Phase III HERO Study Meets Primary Efficacy Endpoint in Men with Advanced Prostate Cancer

November 20, 2019
Hannah Slater
Hannah Slater

Myovant announced that their phase III HERO study of relugolix met its primary efficacy end point and all 6 secondary endpoints in men with advanced prostate cancer.

The phase III HERO study of relugolix met its primary efficacy endpoint and all 6 secondary end points in men with advanced prostate cancer, according to Myovant, the drug’s developer.1

These results support a new drug application (NDA) submission to the FDA in the second quarter of 2020 and future regulatory submissions in Europe and Japan.

“If approved, relugolix would become the first-of-its-kind oral option for men with advanced prostate cancer,” steering committee member Neal Shore, MD, Carolina Urologic Research Center, said in a press release issued by the company.

The randomized, open-label, parallel-group, multinational clinical study evaluated the safety and efficacy of oral relugolix in men with androgen-sensitive advanced prostate cancer who required at least 1 year of continuous androgen deprivation therapy.

Patients were randomized in a 2:1 ratio to receive either a single loading dose of 360 mg relugolix followed by 120 mg relugolix once daily, or leuprolide acetate 3-month depot injection.

The primary end point was to achieve and maintain testosterone suppression to castrate levels (< 50 ng/dL) through 48 weeks.

Overall, 96.7% of men receiving relugolix achieved sustained testosterone suppression to castrate levels (95% CI, 94.9%-97.9%).

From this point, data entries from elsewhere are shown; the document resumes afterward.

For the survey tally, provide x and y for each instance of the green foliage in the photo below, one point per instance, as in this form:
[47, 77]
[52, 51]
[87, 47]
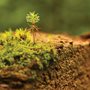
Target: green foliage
[16, 49]
[32, 17]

Moreover, relugolix demonstrated superiority to leuprolide acetate in regards to rapid suppression of testosterone at day 4 and day 15, profound suppression of testosterone at day 15, rapid suppression of prostate-specific antigen (PSA) at day 15, and suppression of follicle-stimulating hormone (FSH) at Week 24 (P <.0001).

In addition, relugolix demonstrated non-inferiority to leuprolide acetate on sustained testosterone suppression through 48 weeks (96.7% vs. 88.8%, respectively) with a between-group difference of 7.9% (95% CI, 4.1%-11.8%).

Lastly, pharmacodynamic results showed no testosterone flare after initiation of relugolix and mean testosterone levels returned to normal levels within 90 days after treatment discontinuation, according to the release.

The most frequently reported adverse events, reported in at least 10% of men in the relugolix group, were hot flashes, fatigue, constipation, diarrhea, and arthralgia.

“We are now closer to our goal of bringing a precision oral medicine to the broad spectrum of men with advanced prostate cancer,” Lynn Seely, MD, president and CEO of Myovant Sciences, said in the release.

Relugolix is a small molecule, gonadotropin-releasing hormone (GnRH) receptor antagonist that reduces testicular testosterone production and ovarian estradiol production.

Approximately 1,100 patients are planned to be enrolled in this study, including approximately 430 patients with metastatic prostate cancer to support the analysis of a secondary endpoint of castration resistance-free survival, data which are expected in the third quarter of 2020.

References:
1. Myovant Sciences Announces 97% Response Rate in Positive Phase 3 HERO Study of Once-Daily, Oral Relugolix in Men with Advanced Prostate Cancer [news release]. Basel, Switzerland. November 19, 2019. investors.myovant.com/news-releases/news-release-details/myovant-sciences-announces-97-response-rate-positive-phase-3. Accessed November 19, 2019.